Spacing: Labs need sufficient space for direct-ducted single-pass conditioning below the floor/ceiling structure to distribute mechanical systems, gas and water pipelines, and electrical systems. Hence, 14’-6” or a higher deck-to-deck height is desirable. As the preferred spacing for a lab module is from 10’ to 11’, the column spacing should be the multiplier of it. This spacing combined with a rectangular shape is ideal for lab layout with greater flexibility.

Hazardous material handling/ control areas: The building code defines the maximum allowable quantities of each type of chemical material class and hazard. Common design approaches in containing and controlling hazardous material are single control area, vertical separation, and horizontal separation.

Life safety/egress systems: In the tenant improvement process, evaluation of egress systems is a mandatory step to validate the maintenance of code-compliant status.

Service elevator: A service elevator is recommended for labs on the upper floors and is rated at least 5,000 lbs. It is ideal to locate the service elevator near the shipping/receiving area and allocate sufficient space in front of it for the convenience of maneuvering products and supplies.

Structure capacity: To provide flexibility for locating heavy equipment in the upper stories, the desirable floor loading capacity should be at least 125 PSF. Floor framing reinforcement is necessary when heavier and congregated equipment is situated on top. Vibration mitigation and minimization is a mandatory measure when labs carry vibration-sensitive equipment (e.g., high-resolution microscopy and incubator). The roof structure should be strengthened to accommodate upgraded rooftop utilities.

3. Mechanical, electrical, and plumbing (MEP)

Mechanical: Labs often require single-pass air for code and safety purposes. Airflow controls should be evaluated and considered for improved airflow performance and energy savings for each tenant, especially tenants with more than six chemical fume hoods. A 1.75-2.0 CFM/USF HVAC system is desirable for standard labs. Labs often install a new web-based Direct Digital Control (DDC) system with graphical interfaces and centralized panels with digital thermostats.  

Plumbing: There are two types of systems for lab tenants: portal and industrial. Each tenant will have one potable water connection from the building’s cold-water distribution piping with a potable water submeter. Industrial water would later be separated from the potable water after the passage of a submeter via a backflow preventer.

Electrical: Labs require a minimum of 30 to 35 watts/SF. The installation of interior LED light fixtures is recommended for the core and shell areas and restrooms. The LED strip light is a common lighting design practice for equipment rooms.

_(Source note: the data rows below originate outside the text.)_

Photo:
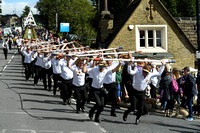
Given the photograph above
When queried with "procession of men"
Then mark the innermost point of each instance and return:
(73, 71)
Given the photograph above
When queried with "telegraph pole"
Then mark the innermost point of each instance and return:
(56, 17)
(198, 31)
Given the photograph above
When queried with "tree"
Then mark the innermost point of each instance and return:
(79, 13)
(181, 8)
(25, 11)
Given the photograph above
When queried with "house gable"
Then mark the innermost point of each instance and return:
(151, 13)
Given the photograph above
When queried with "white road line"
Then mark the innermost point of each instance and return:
(24, 130)
(46, 131)
(77, 132)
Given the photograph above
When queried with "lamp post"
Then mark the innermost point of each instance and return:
(198, 31)
(106, 5)
(56, 17)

In brief, the article draws on three distinctive architectural value creation aspects and corresponding elements in achieving the desirable outcome in office-lab conversion. Meanwhile, we should never underestimate other decisive elements that are contributing to conversion viability and success. Other elements include but are not limited to owner circumstance, risk appetite, access to capital structure, existing office tenant’s condition, potential life science tenant’s situation, market headwind and tailwind, and the opportunity cost of prospective conversion formats and associated revenue stream and volatility.